It is Saturday, just past midday, and the youngest one is sitting on the sofa with a bowl of cereal between his knees. He is in the middle of an enthusiastic recounting of a fight that broke out at a party he attended the night before, between a guest and some roadmen.
“Where was this party?” I ask.
“Dunno,” he says. “Kilburn somewhere.”
“I see,” I say, “and can you just quickly explain what a roadman is?”
A roadman, I’m told, is a streetwise young person who meets a certain minimum threshold of hardness, and who might well be inclined to turn up at your party without first being extended an invitation.
“Like a gentleman of the road?” I say.
“No,” my wife says. “Your father doesn’t understand.”
“Can you give me an example of a roadman I might know?” I say. It turns out I’m not acquainted with any roadmen.
My wife gets a vicarious thrill from tales of adolescent nightlife, but they invariably make me regret my failure to impose a sunset curfew. If I can’t keep my children penned up, I would at least like to find a way to discourage their honesty.
For the second Saturday running, my wife and I have divergent evening plans. I have a band gig. My wife is invited to the event, but she has let it be known that she isn’t the type of fan who travels to Stoke Newington to hear a 50-minute set comprised of 15% new material. Also, she says, she’s had another offer – a dinner party. She tells me this with a triumphant little smirk, as if to say, “I’m invited to your thing, but you’re not invited to mine.”
An early soundcheck means I’m obliged to set off for Stoke Newington at 3.30pm, but the gig is finished and the car loaded up by 11, and it is not yet midnight when I arrive home to find the oldest one sitting on the sofa with a bowl of cereal between his knees.
“Anyone else back yet?” I say.
The middle one is babysitting; the youngest is out somewhere, fighting with roadmen.
“No,” he says.
I send my wife a one-word text: “home”. Then I pour myself a glass of wine and settle down in front of the TV with the oldest one.
“What are we watching?” I ask.
“This,” he says.
As I bring the glass to my lips, my phone pings in my pocket. It’s a text from my wife that says, “Please come and pick me up,” followed by a nearby address and six Xs. I put my glass down.
“Be right back,” I say.
I get a small thrill from pressing someone else’s doorbell at midnight, when I haven’t been invited. I’m like a roadman, I think. Except I have a car.
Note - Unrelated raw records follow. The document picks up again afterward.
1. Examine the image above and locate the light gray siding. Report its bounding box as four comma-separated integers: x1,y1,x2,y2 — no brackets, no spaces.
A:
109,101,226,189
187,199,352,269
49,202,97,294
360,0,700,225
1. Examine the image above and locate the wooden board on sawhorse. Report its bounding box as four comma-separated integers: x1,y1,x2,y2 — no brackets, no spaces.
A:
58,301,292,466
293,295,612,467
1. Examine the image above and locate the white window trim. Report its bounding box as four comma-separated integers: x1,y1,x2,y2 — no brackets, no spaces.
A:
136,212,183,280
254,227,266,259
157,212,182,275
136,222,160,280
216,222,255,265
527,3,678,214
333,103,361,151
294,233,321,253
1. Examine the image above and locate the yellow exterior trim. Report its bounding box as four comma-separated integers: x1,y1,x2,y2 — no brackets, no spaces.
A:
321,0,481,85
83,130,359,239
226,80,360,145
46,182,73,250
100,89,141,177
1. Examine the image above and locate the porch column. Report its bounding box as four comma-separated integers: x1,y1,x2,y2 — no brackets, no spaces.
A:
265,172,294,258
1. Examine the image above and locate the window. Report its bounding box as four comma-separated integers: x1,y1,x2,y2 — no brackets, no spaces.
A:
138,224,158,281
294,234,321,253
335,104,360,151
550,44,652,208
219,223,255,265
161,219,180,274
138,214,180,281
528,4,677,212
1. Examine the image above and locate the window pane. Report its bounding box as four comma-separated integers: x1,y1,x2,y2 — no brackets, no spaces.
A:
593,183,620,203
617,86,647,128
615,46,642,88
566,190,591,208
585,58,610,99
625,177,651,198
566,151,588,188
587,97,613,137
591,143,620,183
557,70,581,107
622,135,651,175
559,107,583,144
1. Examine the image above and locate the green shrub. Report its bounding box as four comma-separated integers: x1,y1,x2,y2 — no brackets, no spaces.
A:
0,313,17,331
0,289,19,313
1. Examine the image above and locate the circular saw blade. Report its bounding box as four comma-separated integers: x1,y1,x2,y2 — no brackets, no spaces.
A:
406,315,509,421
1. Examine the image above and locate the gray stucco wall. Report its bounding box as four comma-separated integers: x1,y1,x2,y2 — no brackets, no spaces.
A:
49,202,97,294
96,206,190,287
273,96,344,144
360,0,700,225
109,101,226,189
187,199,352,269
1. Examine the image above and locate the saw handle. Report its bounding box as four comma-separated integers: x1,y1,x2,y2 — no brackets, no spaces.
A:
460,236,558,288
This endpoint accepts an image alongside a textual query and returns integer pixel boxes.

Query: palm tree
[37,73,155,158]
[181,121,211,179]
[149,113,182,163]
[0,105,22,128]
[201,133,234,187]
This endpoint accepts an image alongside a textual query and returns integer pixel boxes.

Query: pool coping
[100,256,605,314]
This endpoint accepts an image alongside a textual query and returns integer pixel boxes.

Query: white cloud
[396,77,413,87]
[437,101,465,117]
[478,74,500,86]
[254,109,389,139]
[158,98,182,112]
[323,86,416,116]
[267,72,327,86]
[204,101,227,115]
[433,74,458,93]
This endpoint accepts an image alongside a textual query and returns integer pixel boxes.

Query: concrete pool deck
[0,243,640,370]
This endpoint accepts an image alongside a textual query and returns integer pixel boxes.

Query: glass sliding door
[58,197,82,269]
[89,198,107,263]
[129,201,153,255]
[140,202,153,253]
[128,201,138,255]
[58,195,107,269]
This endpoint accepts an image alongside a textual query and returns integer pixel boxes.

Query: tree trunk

Inside, I find a dinner party in the final throes of merriment. As a sober late arrival, I fall somewhere between object of curiosity and figure of fun. I’m seated next to my wife, who seems surprised to see me.
“What are you doing here?” she says.
“You just sent me a text,” I say.
“She didn’t send it, I sent it,” another guest says. “Weren’t you tipped off by the six Xs?”
“I was just leaving,” my wife says. “You can walk me.”
“We don’t need to walk,” I say. “I’ve got the car.”
It takes her a long moment to process this. She turns back toward the table. “My baby’s come to take me home!” she shouts. Then she turns back to me, her glasses slightly crooked on her nose. “Take me home, baby,” she says.